Of course, it’s hard to know when we have “enough” information. We will never be 100 percent sure, for instance, that Mars does not have life. Even on Earth, scientists make unexpected discoveries about life all the time. For now, Davis says, “genetic technologies have come a long way, and frankly we haven’t found life on Mars. That doesn’t mean that it doesn’t exist there, it just might mean that we’re not asking the right questions.”
Human scientists on other worlds would be able to do more experiments than those permitted by the limited suite of instruments on a robotic explorer, but conversely, they could bring so much Earth contamination with them that they’d be blinded to any non-Earth life. It’s a dilemma to which planetary protection officers have yet to find an answer.
The field of planetary protection is constantly evolving with new information. The Committee on Space Research (COSPAR) holds a symposium every other year that brings thousands of space scientists together to discuss, among other things, how to keep other worlds as clean as necessary. COSPAR advises the United Nations, which can then incorporate recommendations into the 1967 Treaty on Principles Governing the Activities of States in the Exploration and Use of Outer Space, including the Moon and Other Celestial Bodies, providing a legal basis for planetary protection. So far 104 states have ratified the treaty, making them responsible for planetary protection both for their space agencies and for any corporations within their borders.
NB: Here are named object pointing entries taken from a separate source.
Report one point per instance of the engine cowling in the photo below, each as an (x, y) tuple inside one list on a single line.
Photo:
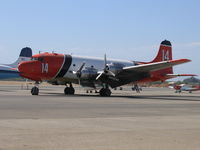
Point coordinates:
[(115, 67)]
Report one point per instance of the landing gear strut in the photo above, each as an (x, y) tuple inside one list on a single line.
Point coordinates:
[(105, 91), (69, 90), (35, 89)]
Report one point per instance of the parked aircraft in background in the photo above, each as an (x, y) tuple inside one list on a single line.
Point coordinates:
[(185, 87), (11, 70), (97, 73)]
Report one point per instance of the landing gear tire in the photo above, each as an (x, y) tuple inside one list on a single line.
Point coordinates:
[(105, 92), (35, 91), (69, 91)]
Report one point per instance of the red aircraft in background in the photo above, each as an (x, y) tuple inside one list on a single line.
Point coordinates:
[(185, 87), (97, 73)]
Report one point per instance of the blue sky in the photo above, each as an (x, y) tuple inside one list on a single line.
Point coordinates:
[(124, 29)]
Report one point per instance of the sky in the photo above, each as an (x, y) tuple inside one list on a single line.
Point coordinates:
[(123, 29)]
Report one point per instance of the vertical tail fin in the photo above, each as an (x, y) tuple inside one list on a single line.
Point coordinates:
[(164, 54)]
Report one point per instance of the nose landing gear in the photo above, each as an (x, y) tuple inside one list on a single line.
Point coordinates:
[(69, 90), (35, 89), (105, 91)]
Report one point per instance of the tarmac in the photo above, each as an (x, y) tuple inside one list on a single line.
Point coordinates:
[(155, 119)]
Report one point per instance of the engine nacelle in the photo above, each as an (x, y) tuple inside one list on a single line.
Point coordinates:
[(115, 67)]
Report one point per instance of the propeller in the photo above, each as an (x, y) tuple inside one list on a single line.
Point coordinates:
[(78, 72), (106, 70)]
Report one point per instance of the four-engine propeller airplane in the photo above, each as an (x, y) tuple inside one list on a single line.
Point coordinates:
[(60, 69)]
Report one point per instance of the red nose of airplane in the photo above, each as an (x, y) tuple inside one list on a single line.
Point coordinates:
[(30, 70)]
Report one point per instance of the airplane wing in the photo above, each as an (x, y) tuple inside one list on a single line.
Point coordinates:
[(180, 75), (155, 66), (138, 72)]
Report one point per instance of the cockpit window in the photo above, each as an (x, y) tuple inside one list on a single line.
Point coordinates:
[(40, 59), (37, 58)]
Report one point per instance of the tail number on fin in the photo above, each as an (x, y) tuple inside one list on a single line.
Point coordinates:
[(165, 55), (45, 68)]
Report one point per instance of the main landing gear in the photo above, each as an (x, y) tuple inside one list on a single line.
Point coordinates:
[(35, 89), (105, 91), (69, 90)]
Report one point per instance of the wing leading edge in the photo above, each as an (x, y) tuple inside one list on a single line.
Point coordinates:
[(140, 72)]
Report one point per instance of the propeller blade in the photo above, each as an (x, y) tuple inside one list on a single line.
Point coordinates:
[(99, 75)]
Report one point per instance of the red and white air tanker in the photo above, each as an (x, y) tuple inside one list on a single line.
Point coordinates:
[(97, 73)]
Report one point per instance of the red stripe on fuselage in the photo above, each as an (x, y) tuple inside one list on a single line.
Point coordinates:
[(44, 66)]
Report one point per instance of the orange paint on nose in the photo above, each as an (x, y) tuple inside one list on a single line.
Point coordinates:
[(30, 70)]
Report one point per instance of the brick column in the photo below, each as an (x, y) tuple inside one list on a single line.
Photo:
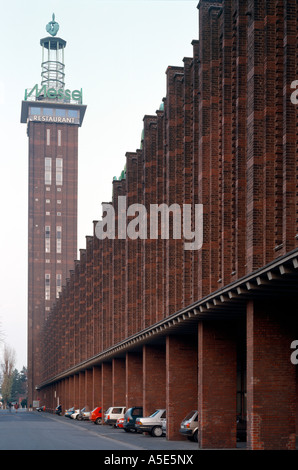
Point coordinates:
[(96, 387), (88, 389), (76, 389), (82, 398), (154, 378), (118, 381), (182, 381), (271, 377), (69, 394), (134, 380), (106, 386), (217, 385)]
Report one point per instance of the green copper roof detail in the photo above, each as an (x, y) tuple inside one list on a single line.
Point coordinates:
[(52, 27)]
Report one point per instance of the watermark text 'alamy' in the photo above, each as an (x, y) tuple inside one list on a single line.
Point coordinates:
[(133, 222)]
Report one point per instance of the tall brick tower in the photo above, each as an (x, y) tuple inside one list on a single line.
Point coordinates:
[(53, 115)]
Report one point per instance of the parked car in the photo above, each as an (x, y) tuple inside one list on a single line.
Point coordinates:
[(130, 418), (164, 427), (75, 414), (189, 426), (41, 408), (84, 414), (119, 423), (96, 415), (152, 423), (113, 413), (69, 412)]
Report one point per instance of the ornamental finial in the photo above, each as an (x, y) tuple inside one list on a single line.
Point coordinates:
[(52, 27)]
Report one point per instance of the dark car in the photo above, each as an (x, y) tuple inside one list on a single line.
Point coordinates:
[(130, 418)]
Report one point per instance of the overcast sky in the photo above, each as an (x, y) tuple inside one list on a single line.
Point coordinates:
[(117, 52)]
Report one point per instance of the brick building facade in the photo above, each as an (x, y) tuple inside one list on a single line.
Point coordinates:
[(144, 321)]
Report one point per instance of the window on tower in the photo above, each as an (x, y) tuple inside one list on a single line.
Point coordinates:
[(47, 239), (48, 171), (59, 138), (58, 239), (59, 171), (47, 286), (58, 284)]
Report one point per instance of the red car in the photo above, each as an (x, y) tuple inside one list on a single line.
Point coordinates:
[(96, 415), (119, 423)]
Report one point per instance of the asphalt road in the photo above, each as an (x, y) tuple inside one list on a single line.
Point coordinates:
[(24, 430)]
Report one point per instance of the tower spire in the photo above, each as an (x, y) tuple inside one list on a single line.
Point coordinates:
[(52, 66)]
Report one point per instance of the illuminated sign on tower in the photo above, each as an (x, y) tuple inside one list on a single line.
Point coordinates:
[(53, 115)]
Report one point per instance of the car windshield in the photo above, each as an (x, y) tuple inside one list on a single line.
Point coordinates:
[(190, 415), (155, 413)]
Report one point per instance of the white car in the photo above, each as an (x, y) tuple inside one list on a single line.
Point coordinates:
[(113, 413), (75, 414), (153, 423)]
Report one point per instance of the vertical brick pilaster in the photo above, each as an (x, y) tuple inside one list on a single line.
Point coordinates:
[(134, 379), (118, 382), (271, 379), (154, 378), (82, 397), (106, 385), (96, 386), (88, 389), (181, 381), (217, 385)]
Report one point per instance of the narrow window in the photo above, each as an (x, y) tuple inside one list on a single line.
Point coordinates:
[(48, 171), (47, 286), (58, 284), (58, 239), (59, 138), (47, 239), (59, 171)]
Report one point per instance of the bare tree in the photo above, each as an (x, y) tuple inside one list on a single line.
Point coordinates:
[(7, 368)]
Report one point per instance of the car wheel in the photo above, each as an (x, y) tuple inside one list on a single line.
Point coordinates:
[(156, 431)]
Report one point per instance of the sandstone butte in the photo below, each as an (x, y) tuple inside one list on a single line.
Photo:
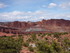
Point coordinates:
[(17, 27)]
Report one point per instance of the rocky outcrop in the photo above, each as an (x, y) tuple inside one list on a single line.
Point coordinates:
[(52, 25)]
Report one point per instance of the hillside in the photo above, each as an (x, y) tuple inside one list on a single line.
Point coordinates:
[(52, 25)]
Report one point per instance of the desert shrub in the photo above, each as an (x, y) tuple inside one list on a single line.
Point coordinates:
[(26, 44), (31, 49), (33, 36), (10, 45)]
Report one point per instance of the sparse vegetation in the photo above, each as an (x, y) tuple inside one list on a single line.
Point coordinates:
[(44, 43)]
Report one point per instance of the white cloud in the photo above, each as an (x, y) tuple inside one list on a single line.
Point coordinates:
[(65, 5), (2, 5), (52, 5), (31, 16)]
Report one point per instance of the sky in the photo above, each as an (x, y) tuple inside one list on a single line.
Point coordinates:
[(34, 10)]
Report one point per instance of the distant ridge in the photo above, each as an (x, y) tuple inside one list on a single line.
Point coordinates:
[(51, 25)]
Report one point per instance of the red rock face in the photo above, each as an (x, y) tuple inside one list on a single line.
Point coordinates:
[(53, 25)]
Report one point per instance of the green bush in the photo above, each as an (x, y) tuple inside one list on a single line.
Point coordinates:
[(31, 49), (26, 44), (10, 45)]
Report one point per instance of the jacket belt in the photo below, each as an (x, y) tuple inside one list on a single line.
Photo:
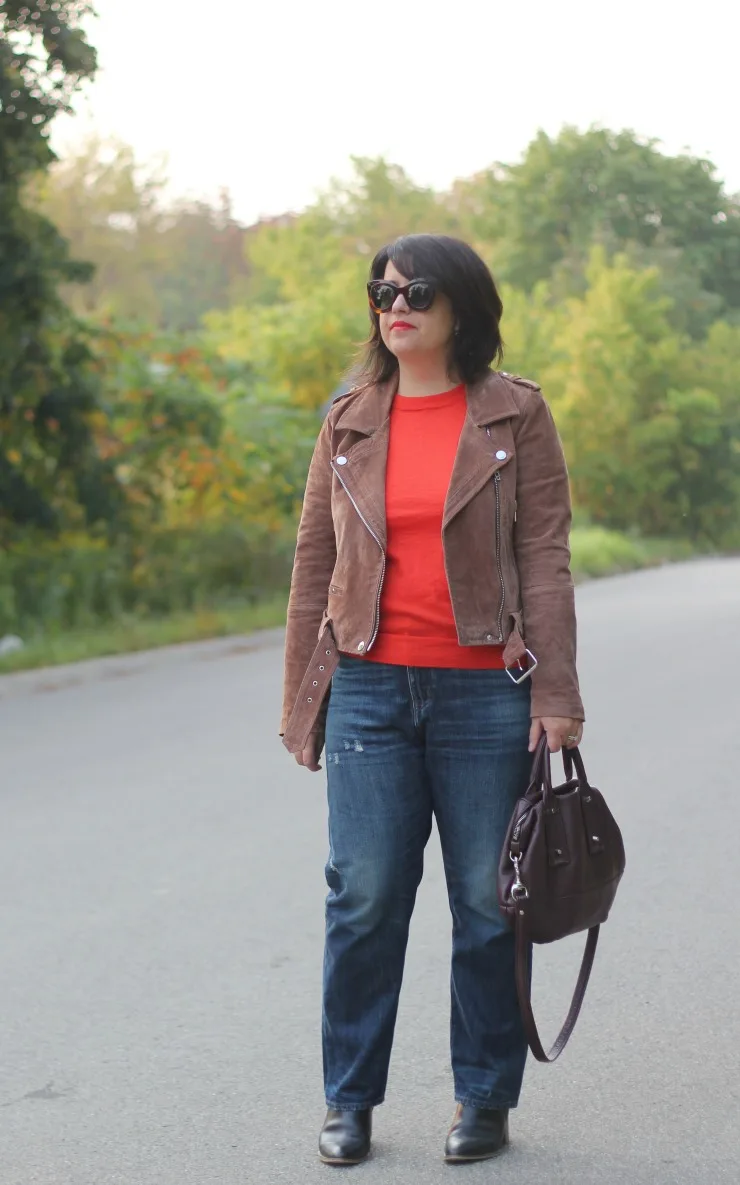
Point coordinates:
[(312, 692)]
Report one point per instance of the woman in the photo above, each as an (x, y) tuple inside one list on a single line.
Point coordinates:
[(433, 565)]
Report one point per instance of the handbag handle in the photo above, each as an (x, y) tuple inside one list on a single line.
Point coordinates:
[(524, 994), (542, 776)]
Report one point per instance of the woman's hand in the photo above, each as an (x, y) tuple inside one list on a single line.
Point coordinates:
[(561, 732), (310, 757)]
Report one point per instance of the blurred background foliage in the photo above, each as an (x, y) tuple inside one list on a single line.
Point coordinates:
[(164, 369)]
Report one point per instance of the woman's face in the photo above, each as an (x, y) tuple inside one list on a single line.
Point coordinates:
[(408, 333)]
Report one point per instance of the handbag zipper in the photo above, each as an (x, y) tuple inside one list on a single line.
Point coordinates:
[(376, 619)]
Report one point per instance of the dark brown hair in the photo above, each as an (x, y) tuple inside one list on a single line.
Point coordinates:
[(458, 271)]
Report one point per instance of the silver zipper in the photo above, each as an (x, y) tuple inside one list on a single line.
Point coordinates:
[(376, 620), (498, 563)]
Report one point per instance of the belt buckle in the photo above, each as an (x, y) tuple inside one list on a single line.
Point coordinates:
[(527, 672)]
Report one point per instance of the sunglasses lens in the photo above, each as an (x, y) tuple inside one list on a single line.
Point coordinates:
[(420, 295), (382, 296)]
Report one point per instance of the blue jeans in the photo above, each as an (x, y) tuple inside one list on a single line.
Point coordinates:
[(404, 743)]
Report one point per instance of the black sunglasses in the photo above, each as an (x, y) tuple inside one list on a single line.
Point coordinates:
[(419, 294)]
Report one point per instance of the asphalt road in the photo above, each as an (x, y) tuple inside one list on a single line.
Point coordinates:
[(161, 913)]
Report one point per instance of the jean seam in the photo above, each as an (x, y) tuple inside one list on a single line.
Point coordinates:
[(466, 1101), (338, 1106)]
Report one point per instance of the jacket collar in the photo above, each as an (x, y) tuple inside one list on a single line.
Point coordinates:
[(489, 399)]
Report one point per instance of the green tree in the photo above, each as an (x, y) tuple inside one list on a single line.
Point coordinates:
[(157, 262), (650, 434), (576, 189), (49, 465)]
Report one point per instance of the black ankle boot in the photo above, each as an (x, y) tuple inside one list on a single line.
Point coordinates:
[(345, 1137), (476, 1134)]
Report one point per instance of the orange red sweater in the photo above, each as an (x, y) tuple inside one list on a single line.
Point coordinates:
[(416, 621)]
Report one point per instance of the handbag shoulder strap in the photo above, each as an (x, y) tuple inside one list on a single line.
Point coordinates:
[(523, 981)]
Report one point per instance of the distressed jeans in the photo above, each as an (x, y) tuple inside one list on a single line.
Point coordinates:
[(404, 744)]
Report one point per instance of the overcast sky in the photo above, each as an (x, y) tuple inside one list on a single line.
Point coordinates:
[(270, 100)]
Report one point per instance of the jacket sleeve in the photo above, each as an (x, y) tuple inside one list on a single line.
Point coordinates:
[(542, 551), (316, 553)]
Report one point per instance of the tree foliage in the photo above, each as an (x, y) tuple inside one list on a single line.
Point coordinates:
[(48, 459)]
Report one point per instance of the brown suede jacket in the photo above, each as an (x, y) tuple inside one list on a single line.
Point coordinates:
[(505, 531)]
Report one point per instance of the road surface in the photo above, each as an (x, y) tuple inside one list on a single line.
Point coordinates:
[(161, 911)]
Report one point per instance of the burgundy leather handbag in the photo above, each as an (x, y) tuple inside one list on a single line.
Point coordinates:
[(559, 873)]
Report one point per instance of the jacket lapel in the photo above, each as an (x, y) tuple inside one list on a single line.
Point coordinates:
[(477, 459), (363, 471)]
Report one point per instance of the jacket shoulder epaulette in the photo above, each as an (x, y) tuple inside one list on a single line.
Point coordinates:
[(521, 382)]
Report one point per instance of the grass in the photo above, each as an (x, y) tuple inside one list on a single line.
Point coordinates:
[(595, 552), (131, 634)]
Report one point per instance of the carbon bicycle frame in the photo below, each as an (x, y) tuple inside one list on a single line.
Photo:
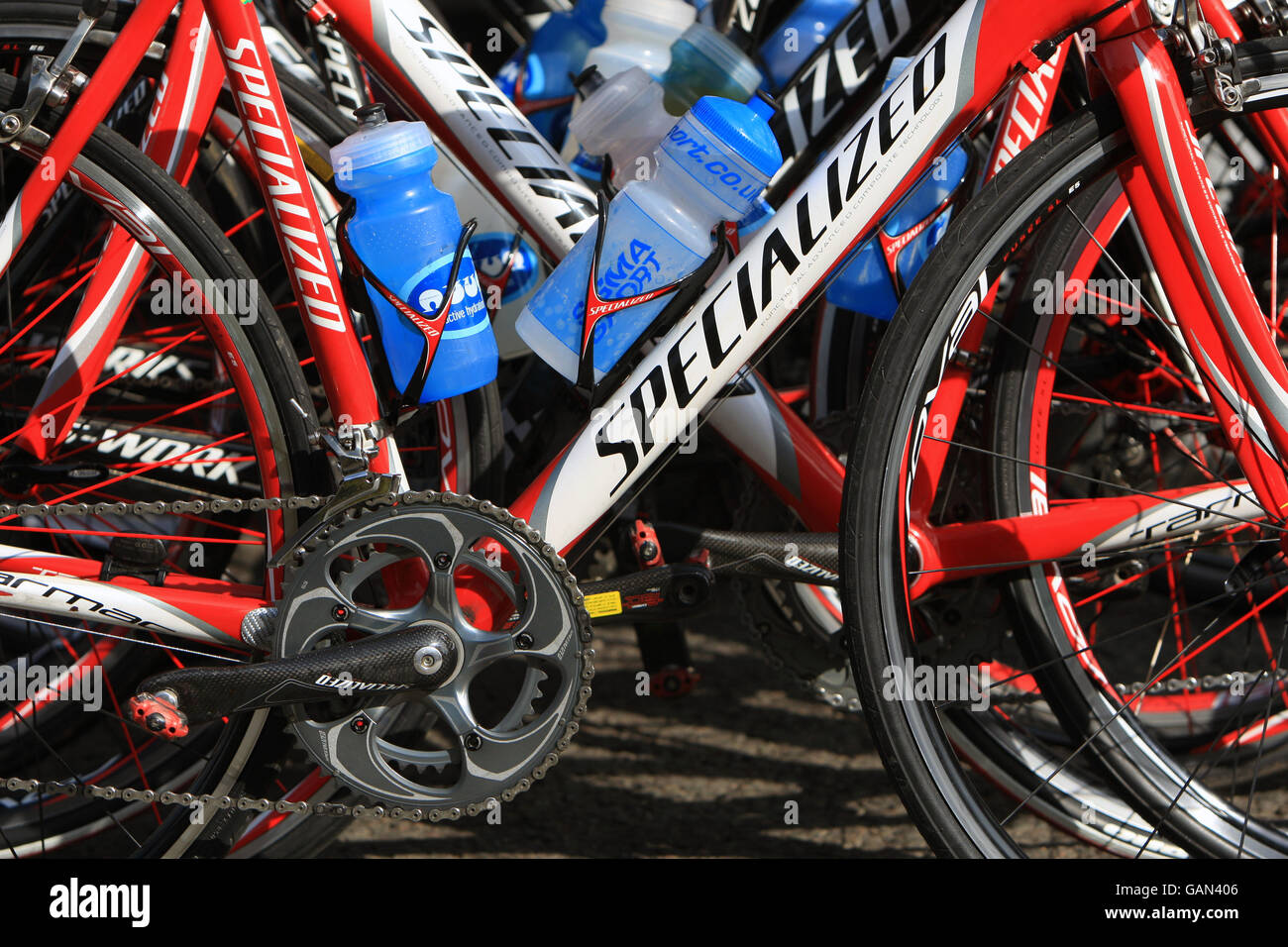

Humans may be notoriously bad at cooperating, but planetary protection efforts have been an exception. “To date, there has been a consensus that everyone will follow the same rules with the objective of conserving these things for future generations,” says Conley. That consensus is already an impressive feat: “From what I can tell, this is the first time in human history that humans as a global society made these kinds of decisions. And so far for the last 50 years we’ve managed to stick with them,” she says. “We’ve never succeeded in doing something like this before.”
The next 50 years will present unique challenges as more nations gaining spaceflight capabilities and private space exploration ventures like SpaceX, which recently announced plans to send the first private mission to Mars in 2018, continue to grow. Planetary protection requires a delicate balance of science, policy and mass consensus. In this growing sea of spacefarers, “it only takes one entity to decide that they’re going to be selfish, and if they do accidentally contaminate somewhere it could screw up the possibility of finding Mars life anywhere forever,” Conley says.
Planetary protection officers will keep fighting the odds to protect Mars and other worlds from humans and our microbes, because as Benardini puts it, it’s not just about protecting the science from contamination: “It’s about being good stewards of the world and the universe that we live in.”